Between a Highlander and a Hard Place by Mary Wine
Highland Weddings, #5
Released November 6, 2018
Athena Trappes thinks she’s in love…until she discovers the scoundrel only wanted her as his bit on the side. Enraged, she does what any spirited Englishwoman would do: set fire to his belongings, incur his dangerous wrath, and flee—immediately. With nowhere else to turn, she seeks freedom in the wilds of Scotland.
Highland Laird Symon Grant lost his wife years ago, and it’s his duty to find another. Athena is not exactly what the clan has in mind for him, but Symon’s heart burns with unexpected passion for the woman who would risk everything to be free.
Ugh, this cover felt like such a romance throwback that I couldn’t resist. Then I read the blurb and went into full on, gimmie overdrive! Highland widower falls for spirited English woman against the wishes of his close knit clan. Both know their own minds and hearts, both unafraid to blaze a path rife with resistance. All the heart eyes with this one!
Athena and Symon both shine in this romantic and suspenseful tale. Which honestly surprised me because romantic suspense isn’t usually my bag, let alone, Highlander romantic suspense. However, author Mary Wine not only makes it work, she makes it interesting- though it was obvious that the damn scoundrel and the super villain, Will Tinker was the architect behind the darkness and danger stalking Athena and endangering Symon’s clan, watching the plot unfold was surprisingly fun. Symon was a great clan chief and man- though imperfect enough to make him feel authentic. Losing his young wife and child on the birthing bed has soured him on marriage, and even still intends to ensure the stability of his clan by marrying. Athena was a host of imperfections, but I found all her rough edges easily forgivable because she was so courageous and steadfast in her belief that she deserved a love that was truly her own and she’d settle for nothing less. Hear, hear!

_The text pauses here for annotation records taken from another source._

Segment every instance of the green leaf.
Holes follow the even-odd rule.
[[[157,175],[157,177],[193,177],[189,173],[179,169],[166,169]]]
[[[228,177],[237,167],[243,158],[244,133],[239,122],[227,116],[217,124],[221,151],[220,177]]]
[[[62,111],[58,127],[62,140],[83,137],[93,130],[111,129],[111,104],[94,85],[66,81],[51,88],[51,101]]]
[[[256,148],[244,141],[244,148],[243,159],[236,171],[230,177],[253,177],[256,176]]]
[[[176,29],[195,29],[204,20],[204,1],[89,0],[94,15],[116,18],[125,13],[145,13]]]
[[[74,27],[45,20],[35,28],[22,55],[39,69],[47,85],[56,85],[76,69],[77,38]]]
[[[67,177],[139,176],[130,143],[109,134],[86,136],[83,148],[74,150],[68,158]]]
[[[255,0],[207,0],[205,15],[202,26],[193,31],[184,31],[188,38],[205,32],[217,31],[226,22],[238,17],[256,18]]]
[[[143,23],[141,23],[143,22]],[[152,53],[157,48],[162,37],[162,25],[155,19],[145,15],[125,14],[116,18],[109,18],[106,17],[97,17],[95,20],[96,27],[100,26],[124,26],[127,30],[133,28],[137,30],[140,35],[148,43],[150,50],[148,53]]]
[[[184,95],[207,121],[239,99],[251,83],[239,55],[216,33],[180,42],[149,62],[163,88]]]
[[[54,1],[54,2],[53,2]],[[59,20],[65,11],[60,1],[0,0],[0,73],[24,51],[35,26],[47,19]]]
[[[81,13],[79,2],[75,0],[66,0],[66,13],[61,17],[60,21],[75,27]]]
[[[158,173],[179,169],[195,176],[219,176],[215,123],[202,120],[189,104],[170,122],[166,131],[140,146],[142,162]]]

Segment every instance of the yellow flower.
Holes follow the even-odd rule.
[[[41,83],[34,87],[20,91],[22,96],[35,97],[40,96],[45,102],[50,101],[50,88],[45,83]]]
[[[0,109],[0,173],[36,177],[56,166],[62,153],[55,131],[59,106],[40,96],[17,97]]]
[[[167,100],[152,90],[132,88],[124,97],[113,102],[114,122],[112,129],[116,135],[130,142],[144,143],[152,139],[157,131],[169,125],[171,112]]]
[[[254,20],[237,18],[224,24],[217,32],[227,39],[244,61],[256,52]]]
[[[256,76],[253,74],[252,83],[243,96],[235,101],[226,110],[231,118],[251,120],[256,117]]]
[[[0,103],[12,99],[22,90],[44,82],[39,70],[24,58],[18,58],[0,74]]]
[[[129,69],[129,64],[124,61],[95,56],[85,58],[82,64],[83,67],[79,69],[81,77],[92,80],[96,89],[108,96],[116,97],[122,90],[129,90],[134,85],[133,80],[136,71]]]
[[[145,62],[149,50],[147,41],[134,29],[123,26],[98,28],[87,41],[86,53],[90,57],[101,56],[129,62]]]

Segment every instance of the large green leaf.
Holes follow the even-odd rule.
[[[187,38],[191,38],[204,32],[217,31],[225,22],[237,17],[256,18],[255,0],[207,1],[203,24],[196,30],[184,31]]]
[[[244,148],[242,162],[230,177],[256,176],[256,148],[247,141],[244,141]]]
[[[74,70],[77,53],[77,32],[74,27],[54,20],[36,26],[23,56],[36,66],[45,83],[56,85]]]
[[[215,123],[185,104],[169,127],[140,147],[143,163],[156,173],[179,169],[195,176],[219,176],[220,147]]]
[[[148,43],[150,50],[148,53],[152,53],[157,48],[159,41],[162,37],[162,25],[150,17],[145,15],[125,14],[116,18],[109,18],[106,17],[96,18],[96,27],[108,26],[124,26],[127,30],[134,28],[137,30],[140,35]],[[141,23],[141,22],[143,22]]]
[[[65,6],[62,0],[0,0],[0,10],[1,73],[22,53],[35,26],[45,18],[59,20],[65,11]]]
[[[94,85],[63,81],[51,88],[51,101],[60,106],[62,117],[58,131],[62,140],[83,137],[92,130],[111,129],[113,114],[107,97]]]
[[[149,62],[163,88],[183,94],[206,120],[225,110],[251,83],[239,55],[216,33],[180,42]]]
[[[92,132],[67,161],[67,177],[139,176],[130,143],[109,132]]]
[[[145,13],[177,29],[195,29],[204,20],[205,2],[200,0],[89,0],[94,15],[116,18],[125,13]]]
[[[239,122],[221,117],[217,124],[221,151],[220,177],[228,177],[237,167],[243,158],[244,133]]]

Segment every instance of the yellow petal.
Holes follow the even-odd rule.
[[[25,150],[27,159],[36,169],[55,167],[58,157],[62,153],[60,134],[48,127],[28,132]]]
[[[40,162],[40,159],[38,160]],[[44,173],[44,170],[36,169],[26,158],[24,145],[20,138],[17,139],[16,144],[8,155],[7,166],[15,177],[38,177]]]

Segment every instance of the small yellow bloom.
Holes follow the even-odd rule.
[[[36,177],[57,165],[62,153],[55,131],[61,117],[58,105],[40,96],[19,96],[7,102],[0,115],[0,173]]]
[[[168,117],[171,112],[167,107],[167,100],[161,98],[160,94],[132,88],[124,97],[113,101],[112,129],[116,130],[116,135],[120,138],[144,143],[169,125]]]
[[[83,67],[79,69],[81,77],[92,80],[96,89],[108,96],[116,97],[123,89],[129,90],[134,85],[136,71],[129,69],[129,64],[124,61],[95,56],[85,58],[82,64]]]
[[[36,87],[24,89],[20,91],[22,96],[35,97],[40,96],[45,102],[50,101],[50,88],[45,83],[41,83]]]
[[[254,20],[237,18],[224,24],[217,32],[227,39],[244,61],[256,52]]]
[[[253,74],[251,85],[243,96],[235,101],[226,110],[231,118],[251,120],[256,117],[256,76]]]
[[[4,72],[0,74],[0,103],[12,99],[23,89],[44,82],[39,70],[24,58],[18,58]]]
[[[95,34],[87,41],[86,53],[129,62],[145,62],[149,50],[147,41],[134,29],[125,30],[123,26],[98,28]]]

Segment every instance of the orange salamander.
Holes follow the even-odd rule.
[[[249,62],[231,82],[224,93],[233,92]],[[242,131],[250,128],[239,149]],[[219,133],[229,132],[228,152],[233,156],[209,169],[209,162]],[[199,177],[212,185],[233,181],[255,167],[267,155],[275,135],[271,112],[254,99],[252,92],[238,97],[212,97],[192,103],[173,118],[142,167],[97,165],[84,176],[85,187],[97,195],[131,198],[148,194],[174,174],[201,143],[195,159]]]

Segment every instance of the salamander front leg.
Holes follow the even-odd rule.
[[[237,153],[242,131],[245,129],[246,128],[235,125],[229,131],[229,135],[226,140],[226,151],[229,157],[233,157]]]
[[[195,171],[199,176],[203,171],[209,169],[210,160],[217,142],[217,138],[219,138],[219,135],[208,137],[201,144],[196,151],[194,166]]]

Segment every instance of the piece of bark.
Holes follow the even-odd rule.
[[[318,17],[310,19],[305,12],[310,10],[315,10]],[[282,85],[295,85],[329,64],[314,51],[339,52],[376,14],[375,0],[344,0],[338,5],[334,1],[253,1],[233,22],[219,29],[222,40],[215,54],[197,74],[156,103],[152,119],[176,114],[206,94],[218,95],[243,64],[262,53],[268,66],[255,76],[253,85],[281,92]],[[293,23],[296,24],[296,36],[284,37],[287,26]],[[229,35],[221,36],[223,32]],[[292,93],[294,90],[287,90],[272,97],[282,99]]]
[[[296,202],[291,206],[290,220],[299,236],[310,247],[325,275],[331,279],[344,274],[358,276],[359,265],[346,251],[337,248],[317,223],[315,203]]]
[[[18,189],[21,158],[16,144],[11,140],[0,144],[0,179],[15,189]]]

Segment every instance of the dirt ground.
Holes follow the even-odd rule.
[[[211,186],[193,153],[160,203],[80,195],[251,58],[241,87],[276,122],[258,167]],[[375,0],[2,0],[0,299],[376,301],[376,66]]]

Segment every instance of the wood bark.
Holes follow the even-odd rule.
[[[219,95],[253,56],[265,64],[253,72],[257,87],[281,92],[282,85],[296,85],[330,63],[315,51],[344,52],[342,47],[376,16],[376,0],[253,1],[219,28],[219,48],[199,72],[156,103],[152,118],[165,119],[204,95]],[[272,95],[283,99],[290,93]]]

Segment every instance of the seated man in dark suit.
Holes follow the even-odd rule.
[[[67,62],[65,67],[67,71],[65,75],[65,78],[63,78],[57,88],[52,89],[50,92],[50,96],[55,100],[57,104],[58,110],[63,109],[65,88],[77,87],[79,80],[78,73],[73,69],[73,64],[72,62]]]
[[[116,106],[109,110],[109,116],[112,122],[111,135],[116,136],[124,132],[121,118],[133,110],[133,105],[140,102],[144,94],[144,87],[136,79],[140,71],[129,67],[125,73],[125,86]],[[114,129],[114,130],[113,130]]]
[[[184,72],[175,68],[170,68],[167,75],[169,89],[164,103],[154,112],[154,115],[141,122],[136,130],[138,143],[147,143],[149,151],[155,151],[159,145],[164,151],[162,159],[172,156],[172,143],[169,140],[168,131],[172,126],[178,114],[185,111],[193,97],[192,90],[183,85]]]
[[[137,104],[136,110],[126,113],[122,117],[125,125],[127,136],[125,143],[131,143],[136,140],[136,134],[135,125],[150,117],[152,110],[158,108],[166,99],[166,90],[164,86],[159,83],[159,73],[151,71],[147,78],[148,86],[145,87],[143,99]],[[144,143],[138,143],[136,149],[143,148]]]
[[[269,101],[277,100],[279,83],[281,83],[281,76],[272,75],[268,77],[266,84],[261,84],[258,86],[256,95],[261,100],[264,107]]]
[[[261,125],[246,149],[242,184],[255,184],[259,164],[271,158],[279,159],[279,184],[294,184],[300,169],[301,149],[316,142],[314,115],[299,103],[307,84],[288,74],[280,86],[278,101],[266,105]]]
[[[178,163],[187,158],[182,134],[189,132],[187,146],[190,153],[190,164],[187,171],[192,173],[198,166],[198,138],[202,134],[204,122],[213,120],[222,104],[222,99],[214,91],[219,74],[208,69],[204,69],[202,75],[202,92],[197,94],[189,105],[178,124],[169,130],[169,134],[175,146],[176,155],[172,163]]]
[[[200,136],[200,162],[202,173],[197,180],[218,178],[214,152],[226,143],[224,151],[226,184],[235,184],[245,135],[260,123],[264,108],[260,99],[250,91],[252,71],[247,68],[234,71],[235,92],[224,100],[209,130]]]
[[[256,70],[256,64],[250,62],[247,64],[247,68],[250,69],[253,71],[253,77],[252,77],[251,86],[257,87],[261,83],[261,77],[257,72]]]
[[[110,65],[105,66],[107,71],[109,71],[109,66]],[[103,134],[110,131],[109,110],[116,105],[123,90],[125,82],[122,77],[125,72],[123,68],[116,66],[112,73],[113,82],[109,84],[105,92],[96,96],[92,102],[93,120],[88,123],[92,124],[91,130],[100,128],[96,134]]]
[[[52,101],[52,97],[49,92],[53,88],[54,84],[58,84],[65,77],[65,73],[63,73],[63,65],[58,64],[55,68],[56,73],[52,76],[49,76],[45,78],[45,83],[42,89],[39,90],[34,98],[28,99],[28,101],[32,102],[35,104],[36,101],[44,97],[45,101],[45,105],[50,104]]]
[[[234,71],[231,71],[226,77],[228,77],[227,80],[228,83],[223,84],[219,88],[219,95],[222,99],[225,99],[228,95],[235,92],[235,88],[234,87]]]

If you like a little darkness and suspense in a grand and sweeping highland romance with a colorful cast and strong characters, Between a Highlander and a Hard Place is available now wherever books are sold!
Grade: B
First Kiss of Freedom, by Nichole Wolfe
Whitemoon Warriors, #1
Released October 30, 2018
For four hundred years, Charlie Matthews has waited for his revenge, becoming the very creature he seeks to destroy. When he finally returns to his Maker’s mansion, he knows the time is close. And only one thing stands between what he wants, and what he never knew he needed.
Celebrating her eighteenth birthday, Nessie Robinson, a lowly vampire’s slave, isn’t expecting much. What she gets is the return of her ex-best friend. Emphasis on “ex.” With his return comes tragedy, and buried feelings she doesn’t want stirring back to life. One bite will set them both down a dangerous path, fighting for survival, freedom, and a chance at a future they never imagined.
First Kiss of Freedom is the introductory novel in the Whitemoon Warriors fantasy paranormal series. Typically, at least in my experience, first novels in this type of series can go two ways – A little bland and heavy on laborious world building and character introduction. Plots take a back seat to series arc set up and you hope things are interesting enough to stick around for the real show in books to come. Or, it is a home run, brilliant and demands obsessively counting down until the next novel lands. Not much middle ground. And I found this to hold true with this new series novel. The blurb was promising, but there were many dots that didn’t connect for me. I never really felt like I knew the characters and there was some character inconsistency that distracted from my reading. It is hard for me to truly get into a story if I don’t have interest or a connection to one of the characters. Even if I hate them, I have to feel something– and this is where First Kiss of Freedom lost it for me and became rather boring.
Even vampires, whom I love in all their variations, couldn’t save me from my meh driven ambivalence for this one. To compound the dull storytelling, everyone (literally) was so forgettable. There aren’t any characters that I walked away from wanting more from. Which makes my interest in any other Whitemoon Warriors nill. This was disappointing because I’ve been often rewarded by some seriously awesome books because a secondary character’s light shone so brightly in a book that I stayed the course and couldn’t help but read their story.
In a nutshell, it isn’t written poorly, it just isn’t written very well and feels like yet another uninteresting cog in the trendy paranormal-fantasy romance wheel.